Upvote:1
A couple of reasons come to mind:
At the end of the war, Japan was devastated, probably more so than Germany. Most of their major cities had been severely damaged by fire raids. Their industry had been all but obliterated. Industrial infrastructure: power, rail transport, had been completely destroyed Their once thriving merchant fleet, critical to an island nation, was on the bottom of the ocean. There wasn't much for China to demand from Japan, even if they were in a position to do so.
When hostilities ceased, China almost immediately resumed a civil war between the Nationalists and Communists, a war the Communists won. The Chinese had more pressing matters to attend to.
Japan had been very cruel to China, beyond Nanking. Japanese troops committed wholesale slaughter and destruction in the aftermath of the Doolittle Raid, on Chinese suspected of aiding the flyers, or Chinese who just happened to be there.

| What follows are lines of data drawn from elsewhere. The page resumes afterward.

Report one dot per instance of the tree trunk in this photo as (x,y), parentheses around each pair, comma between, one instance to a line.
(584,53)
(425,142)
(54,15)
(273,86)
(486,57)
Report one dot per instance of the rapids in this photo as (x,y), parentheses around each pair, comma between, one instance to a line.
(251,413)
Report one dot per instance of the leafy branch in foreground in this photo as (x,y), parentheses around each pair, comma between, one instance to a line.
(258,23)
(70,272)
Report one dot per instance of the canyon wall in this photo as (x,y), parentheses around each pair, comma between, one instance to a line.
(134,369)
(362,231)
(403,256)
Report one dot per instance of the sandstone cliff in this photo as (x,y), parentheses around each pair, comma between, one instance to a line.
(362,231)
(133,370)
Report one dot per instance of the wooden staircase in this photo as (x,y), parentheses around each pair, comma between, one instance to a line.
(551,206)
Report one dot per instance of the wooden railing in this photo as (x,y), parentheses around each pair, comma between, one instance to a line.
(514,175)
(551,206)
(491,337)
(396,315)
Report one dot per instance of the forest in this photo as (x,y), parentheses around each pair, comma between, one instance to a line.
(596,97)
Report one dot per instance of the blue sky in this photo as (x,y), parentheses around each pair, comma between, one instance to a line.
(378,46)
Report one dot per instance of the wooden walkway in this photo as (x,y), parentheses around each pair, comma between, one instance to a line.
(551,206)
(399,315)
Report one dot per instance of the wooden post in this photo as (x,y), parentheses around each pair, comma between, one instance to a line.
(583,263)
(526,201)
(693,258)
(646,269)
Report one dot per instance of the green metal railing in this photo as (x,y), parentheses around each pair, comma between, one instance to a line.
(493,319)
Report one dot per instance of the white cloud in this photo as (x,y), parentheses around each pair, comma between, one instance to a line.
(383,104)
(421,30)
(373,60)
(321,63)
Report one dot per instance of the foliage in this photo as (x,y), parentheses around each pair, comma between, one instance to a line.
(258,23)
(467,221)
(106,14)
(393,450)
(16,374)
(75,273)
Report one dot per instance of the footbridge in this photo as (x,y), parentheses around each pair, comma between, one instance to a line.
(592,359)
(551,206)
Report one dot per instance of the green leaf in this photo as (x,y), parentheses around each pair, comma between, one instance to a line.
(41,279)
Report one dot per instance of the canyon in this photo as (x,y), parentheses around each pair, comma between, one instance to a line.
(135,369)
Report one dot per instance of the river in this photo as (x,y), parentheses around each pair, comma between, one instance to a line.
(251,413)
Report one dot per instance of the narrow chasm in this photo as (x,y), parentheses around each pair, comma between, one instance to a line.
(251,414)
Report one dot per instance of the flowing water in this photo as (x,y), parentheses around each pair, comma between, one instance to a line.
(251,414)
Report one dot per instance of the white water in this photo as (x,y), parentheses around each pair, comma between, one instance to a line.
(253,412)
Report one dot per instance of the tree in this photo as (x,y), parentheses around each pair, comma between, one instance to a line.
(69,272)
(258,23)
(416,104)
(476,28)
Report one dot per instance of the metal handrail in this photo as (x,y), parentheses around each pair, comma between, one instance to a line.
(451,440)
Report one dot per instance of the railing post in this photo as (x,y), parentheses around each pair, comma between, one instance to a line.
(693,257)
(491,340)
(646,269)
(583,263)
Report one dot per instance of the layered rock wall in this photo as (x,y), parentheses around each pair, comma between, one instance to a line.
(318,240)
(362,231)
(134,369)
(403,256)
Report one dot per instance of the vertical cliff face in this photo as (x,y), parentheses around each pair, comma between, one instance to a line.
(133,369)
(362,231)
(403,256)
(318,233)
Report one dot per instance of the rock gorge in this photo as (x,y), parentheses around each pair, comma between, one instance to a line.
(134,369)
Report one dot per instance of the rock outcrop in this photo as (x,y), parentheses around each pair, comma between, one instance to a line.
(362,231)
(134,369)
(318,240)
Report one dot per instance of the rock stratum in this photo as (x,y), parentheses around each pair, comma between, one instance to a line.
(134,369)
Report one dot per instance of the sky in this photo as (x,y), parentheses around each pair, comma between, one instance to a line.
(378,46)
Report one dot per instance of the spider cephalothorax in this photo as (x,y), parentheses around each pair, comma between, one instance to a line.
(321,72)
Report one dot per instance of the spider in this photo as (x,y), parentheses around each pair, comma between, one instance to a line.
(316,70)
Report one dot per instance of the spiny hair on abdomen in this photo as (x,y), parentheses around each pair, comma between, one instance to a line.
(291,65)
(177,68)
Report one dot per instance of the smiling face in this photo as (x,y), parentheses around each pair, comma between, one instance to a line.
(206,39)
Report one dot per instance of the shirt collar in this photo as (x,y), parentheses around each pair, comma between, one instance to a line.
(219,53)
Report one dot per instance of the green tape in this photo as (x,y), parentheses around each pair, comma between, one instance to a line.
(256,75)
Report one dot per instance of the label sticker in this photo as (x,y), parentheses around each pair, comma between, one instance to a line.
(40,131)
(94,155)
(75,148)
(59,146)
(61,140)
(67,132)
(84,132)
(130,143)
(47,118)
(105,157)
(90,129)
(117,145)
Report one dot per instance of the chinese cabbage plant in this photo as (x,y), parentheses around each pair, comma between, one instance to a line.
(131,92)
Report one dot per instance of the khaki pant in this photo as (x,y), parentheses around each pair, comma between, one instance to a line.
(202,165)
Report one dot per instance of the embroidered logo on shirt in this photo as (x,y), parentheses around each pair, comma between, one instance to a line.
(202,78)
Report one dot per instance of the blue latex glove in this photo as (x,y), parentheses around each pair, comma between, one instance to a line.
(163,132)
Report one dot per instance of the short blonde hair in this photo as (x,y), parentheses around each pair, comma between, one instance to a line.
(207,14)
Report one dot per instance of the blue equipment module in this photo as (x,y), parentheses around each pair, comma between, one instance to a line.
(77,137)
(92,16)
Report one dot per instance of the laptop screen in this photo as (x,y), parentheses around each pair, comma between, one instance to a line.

A very rough estimate of Japan's revenge on China for the Doolittle Raiders is in the 250,000 death range.
And the story of Unit 731. An accurate death toll is hard to establish, but it is estimated to be in excess of 500,000 people killed. It wasn't well publicized after the war, because the US wanted the technology. Japan had it's own WMD: biological weapons, and - the big breakthrough - they had perfected and tested (on the Chinese) delivery systems for those bioweapons: anthrax, bubonic plague, smallpox.
My father, who ran radar for the 14th USAAF in China during the war, related to me a story that illustrates the feelings between the Chinese and Japanese. A Japanese bomber had been dropping bombs on his base at Kunming at night. Never hit much of anything, but they might get lucky and kill someone, so he radioed another base and had them send down their P61 Black Widow night fighter. It shot up the bomber, which was seen to crash land.
Dad sent out a squad of soldiers to the crash site the next morning to see if anyone had survived, but the local Chinese got there first. They had nailed the now very dead aircrew to trees, while they were still alive.
Upvote:5
Your perception is wrong, Japanese occupation and subsequent massacres are influencing Chinese politics, and Chinese conscience in general, even today. Close parallel could be made with Soviet (latter Russian) state of mind about WW2, Germany and Germans .
Terrible losses and terrible humiliation that China suffered in that period are not forgotten. But there is another thing. Like Soviet Union, China was on the other side of Iron Curtain. Former enemies (Japan and Germany) after the war became close allies of Western powers (chiefly US) . Both Soviet and Chinese part of the WW2 story was largely left untold in the West. During Cold War, and even now, West tends to minimize participation of those countries, and to somewhat dehumanize their victims like statistics. For example, in Western cinematography, there are numerous films about Jewish suffering in WW2. But Slavs are barely mentioned and Chinese almost not at all, despite the the fact that they suffered much larger casualties and actively participated in war effort.
Anyway, current Chinese foreign policy towards Japan (from 1980 to present) is mostly pragmatic. They were and still are interested in good economic relations. But they do have territorial disputes and strategic rivalry who is going to be dominant power in East Asia . Japan is still ally of US, and China is becoming main American rival on world stage. In that context, anti-Japanese sentiment in China is substantial, and historical grievances like Nanking massacre are often used in media and popular culture, especially because Japan tries sometimes to downplay them.